È così che è nato SpoilerBox: un metodo per un orientamento contemporaneo, che ho costruito ascoltando davvero i ragazzi e le ragazze che ogni giorno incrocio nei miei percorsi. Un metodo che parte da ciò che sei e da ciò che hai già dentro: la tua Box, l’insieme di qualità che ti caratterizza. Poi arriva lo Spoiler: la capacità di proiettarti in avanti, di immaginare, di scegliere, di testare il tuo futuro.
La mia idea di orientamento è quella di fornire strumenti per un auto-orientamento su misura. Non tracce impersonali, non frasi motivazionali da effetti speciali. Credo nella cura. Credo nel tempo, nell’ascolto, nella possibilità di sbagliare senza essere etichettati.
L’orientamento non è un elenco di opzioni. È un gesto di reciproca responsabilità: verso sé stessi, per i giovani; verso gli altri, per chi li affianca. È un incontro tra chi cerca e chi accompagna. È un ponte tra mondi che spesso si sfiorano ma non si capiscono: scuola e lavoro, giovani e adulti.
Mondi da unire attraverso un processo concreto, fondato su informazioni precise, dati, strumenti, aree tematiche e professioni da conoscere. Tutto questo va reso accessibile agli stuedenti. E il mezzo principale per rendere solido il processo è la relazione. L’orientamento che mi piace è umano.
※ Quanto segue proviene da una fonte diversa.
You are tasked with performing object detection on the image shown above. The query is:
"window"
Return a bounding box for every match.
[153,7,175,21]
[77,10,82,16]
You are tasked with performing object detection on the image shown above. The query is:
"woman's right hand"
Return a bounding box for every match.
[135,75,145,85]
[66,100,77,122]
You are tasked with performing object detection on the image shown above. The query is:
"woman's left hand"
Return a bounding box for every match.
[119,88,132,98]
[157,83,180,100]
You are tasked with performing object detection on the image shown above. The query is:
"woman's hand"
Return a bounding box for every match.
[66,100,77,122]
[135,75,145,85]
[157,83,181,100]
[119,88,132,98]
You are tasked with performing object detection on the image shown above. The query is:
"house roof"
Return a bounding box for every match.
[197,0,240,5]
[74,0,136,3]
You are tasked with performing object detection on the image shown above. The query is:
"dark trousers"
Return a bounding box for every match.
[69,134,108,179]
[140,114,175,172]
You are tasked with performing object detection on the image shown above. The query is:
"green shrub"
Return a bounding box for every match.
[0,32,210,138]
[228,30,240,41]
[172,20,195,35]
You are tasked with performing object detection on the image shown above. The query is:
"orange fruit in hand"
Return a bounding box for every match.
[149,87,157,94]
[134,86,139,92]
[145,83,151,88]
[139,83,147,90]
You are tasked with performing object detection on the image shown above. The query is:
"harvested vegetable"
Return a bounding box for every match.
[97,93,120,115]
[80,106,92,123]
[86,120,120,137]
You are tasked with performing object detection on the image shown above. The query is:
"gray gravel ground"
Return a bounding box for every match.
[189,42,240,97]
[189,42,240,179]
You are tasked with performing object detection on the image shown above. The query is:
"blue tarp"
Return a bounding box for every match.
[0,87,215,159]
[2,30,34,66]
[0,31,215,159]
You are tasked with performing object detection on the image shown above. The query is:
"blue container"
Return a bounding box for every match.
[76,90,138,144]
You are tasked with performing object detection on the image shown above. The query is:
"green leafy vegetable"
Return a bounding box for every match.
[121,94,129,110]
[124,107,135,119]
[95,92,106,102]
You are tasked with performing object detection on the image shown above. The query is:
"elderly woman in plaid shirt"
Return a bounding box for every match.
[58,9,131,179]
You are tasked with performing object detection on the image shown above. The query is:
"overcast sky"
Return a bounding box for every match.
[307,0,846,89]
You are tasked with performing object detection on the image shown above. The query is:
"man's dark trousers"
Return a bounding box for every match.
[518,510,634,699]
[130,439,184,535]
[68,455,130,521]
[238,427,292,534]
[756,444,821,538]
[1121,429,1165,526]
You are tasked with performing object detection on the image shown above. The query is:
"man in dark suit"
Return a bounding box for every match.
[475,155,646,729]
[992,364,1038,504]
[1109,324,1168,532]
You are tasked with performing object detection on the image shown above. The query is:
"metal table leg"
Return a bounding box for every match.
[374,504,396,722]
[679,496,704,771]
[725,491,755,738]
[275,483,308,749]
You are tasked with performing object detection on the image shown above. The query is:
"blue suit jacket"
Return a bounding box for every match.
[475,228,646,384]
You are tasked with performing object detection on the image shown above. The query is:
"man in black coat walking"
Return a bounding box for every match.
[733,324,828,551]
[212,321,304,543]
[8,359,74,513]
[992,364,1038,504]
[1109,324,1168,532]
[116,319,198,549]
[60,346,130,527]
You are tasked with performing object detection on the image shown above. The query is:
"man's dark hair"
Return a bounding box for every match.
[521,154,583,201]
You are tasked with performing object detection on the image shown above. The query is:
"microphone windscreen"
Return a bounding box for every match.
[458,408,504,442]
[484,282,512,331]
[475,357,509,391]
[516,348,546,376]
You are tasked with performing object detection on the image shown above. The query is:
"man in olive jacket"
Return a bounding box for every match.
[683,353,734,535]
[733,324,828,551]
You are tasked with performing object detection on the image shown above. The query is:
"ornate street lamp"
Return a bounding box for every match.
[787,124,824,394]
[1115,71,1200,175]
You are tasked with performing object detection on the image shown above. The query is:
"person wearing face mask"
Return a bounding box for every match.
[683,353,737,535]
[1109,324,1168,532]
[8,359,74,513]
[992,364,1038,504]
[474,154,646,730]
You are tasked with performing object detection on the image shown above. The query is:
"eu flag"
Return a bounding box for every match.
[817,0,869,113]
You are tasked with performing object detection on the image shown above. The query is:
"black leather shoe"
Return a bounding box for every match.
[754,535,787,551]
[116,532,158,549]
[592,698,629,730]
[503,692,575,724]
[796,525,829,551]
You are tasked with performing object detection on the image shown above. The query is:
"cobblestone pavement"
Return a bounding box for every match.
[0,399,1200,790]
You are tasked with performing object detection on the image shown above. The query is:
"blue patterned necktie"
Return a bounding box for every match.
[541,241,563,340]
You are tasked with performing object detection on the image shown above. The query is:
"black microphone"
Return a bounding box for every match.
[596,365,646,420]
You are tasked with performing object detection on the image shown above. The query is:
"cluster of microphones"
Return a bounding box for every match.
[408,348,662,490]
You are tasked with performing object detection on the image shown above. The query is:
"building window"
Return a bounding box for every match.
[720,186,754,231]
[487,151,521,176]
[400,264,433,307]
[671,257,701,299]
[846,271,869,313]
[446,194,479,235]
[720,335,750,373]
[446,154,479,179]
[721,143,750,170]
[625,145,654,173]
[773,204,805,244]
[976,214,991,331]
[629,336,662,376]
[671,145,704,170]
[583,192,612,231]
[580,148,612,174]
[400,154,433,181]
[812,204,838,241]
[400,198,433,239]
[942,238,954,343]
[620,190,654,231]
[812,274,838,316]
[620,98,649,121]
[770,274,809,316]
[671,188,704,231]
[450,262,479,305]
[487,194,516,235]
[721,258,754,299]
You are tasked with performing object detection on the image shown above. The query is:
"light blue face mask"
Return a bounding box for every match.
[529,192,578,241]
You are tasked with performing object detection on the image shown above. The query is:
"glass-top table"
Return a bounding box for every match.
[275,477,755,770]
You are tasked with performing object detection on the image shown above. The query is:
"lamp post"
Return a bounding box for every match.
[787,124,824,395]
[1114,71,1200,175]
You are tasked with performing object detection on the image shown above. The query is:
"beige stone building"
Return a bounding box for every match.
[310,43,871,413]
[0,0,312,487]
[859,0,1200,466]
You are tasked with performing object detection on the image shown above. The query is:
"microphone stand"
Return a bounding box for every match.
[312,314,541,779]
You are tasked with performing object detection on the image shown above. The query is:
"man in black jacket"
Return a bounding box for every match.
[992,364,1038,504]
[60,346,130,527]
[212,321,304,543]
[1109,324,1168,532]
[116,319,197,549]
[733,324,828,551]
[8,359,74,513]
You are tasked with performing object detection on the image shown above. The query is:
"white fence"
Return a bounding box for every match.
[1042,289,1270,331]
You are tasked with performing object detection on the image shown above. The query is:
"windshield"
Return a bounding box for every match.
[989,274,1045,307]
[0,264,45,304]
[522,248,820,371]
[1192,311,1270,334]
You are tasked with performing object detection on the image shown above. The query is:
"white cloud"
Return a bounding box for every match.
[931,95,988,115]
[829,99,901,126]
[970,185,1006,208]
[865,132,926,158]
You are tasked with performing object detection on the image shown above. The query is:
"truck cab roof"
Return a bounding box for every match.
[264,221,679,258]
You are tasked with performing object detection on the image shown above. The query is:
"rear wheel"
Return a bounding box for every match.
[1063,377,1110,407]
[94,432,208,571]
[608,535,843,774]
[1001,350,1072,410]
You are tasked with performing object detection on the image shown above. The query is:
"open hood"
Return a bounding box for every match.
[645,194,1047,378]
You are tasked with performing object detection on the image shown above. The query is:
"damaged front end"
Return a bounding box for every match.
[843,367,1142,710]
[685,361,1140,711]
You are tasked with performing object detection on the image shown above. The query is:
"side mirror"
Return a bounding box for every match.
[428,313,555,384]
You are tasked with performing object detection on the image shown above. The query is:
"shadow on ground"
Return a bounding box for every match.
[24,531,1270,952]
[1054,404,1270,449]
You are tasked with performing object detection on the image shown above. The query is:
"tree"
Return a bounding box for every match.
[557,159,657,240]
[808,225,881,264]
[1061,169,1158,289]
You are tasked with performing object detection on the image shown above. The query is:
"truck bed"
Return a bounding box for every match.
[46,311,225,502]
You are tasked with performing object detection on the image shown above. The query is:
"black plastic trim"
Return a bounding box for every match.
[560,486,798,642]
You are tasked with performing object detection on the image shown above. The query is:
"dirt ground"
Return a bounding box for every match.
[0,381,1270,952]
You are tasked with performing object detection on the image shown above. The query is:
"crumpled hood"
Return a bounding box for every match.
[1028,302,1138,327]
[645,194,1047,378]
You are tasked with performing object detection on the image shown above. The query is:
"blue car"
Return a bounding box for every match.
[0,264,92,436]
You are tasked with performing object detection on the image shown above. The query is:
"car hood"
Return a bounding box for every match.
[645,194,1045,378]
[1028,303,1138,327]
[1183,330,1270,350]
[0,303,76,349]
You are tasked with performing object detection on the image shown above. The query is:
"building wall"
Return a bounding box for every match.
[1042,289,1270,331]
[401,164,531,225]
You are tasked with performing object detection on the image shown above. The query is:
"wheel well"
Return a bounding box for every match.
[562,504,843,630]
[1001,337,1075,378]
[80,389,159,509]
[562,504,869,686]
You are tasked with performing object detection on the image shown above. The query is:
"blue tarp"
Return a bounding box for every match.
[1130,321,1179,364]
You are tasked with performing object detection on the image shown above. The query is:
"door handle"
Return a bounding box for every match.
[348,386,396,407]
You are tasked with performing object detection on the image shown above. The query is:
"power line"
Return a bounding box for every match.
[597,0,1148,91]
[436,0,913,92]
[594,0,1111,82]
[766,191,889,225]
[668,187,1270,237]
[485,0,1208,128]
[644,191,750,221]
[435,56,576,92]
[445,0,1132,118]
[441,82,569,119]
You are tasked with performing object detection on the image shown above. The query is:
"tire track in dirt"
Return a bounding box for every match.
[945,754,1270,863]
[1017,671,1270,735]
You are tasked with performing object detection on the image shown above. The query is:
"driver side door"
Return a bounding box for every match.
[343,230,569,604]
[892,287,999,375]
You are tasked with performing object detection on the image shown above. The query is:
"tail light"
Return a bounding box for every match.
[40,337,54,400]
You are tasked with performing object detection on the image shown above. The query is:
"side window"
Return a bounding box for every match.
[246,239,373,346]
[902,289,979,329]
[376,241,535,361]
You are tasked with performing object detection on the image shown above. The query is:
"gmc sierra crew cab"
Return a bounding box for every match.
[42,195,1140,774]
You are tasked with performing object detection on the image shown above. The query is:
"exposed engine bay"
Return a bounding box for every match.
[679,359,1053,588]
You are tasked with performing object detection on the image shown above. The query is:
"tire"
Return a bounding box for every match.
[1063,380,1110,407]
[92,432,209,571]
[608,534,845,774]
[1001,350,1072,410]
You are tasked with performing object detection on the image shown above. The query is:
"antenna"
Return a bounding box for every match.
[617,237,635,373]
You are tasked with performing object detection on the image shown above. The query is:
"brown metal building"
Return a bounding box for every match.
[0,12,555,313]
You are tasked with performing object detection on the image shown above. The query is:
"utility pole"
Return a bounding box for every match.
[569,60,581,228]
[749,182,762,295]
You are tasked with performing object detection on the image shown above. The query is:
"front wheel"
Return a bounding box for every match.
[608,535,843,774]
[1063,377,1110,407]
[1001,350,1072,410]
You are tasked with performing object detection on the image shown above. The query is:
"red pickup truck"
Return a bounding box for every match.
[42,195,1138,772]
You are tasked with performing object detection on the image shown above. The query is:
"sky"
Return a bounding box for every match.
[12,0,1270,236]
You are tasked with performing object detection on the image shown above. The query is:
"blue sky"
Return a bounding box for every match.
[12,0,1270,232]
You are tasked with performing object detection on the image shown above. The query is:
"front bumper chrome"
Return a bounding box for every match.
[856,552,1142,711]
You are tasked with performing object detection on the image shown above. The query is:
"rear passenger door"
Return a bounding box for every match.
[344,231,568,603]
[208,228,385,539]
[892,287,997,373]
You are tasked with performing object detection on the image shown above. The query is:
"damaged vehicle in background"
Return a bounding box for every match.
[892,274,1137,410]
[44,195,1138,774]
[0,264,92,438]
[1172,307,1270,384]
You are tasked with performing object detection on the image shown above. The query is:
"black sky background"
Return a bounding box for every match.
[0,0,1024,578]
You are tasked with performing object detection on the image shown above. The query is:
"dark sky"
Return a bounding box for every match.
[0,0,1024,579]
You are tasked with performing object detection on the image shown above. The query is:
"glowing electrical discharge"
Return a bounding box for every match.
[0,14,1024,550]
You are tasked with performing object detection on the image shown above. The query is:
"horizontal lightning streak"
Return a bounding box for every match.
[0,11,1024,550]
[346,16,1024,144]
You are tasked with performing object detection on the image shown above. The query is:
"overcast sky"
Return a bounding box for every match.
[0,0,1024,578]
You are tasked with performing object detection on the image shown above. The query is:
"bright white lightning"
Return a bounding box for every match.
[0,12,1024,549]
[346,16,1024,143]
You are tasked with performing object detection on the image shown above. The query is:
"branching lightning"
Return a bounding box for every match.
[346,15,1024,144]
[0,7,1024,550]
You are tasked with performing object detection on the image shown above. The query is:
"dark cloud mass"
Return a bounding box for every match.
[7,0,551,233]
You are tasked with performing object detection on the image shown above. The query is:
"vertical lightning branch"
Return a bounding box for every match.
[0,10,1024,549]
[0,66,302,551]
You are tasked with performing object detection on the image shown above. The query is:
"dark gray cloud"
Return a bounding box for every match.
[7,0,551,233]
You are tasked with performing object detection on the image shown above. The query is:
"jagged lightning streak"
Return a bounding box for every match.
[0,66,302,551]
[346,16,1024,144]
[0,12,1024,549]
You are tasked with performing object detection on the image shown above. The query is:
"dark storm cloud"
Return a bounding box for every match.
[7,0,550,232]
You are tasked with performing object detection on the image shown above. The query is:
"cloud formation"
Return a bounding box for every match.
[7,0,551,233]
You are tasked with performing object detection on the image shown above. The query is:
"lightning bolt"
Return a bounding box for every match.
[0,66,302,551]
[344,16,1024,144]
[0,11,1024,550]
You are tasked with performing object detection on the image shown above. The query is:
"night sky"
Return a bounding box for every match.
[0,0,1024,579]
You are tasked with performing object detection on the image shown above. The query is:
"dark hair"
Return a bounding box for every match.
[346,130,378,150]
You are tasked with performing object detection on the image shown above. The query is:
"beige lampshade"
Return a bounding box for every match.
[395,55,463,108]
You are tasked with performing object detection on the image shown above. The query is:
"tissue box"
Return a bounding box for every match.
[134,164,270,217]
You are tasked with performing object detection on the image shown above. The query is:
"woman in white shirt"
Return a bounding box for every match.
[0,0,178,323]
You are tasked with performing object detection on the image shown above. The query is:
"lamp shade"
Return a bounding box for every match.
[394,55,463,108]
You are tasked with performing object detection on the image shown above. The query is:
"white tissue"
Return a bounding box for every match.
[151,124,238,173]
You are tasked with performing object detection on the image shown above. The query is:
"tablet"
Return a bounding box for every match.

Io questo ponte cerco di costruirlo ogni giorno: nei percorsi con gli studenti delle scuole superiori, nei progetti con le università, negli interventi aziendali con di team working intergenerazionale, nelle conversazioni con i genitori — come me — che faticano a capire i propri figli.
Essere parte del comitato scientifico di Alpha Orienta è, per me, un onore, ma soprattutto una responsabilità. Non solo perché credo nel valore di questo progetto, ma perché ho fiducia nelle persone che lo stanno costruendo. Colleghi che mettono insieme testa e cuore, che non cercano scorciatoie, che vogliono incidere con strumenti chiari, linguaggio autentico e contenuti utili.
Alpha Orienta è un luogo dove l’orientamento viene trattato con rispetto, precisione, creatività. È un progetto che accende possibilità. Lo dice bene Bob Dylan:
“Essere giovani vuol dire tenere aperto l’oblò della speranza, anche quando il mare è cattivo e il cielo si è stancato di essere azzurro.”
Ecco, io penso che fare orientamento oggi significhi mantenere aperto quell’oblò. Offrire ai ragazzi non solo sogni, ma speranza concreta. Dimostrare che il mondo del lavoro può essere un’avventura piacevole, impegnativa ma possibile, se ti conosci, se impari a scegliere, se ti prepari bene.
Ho grande fiducia — e grande speranza — nelle nuove generazioni: ragazzi e ragazze che aspettano solo di essere compresi, affiancati, accesi.
Alpha Orienta è una di queste luci. Per questo sono felice di esserci.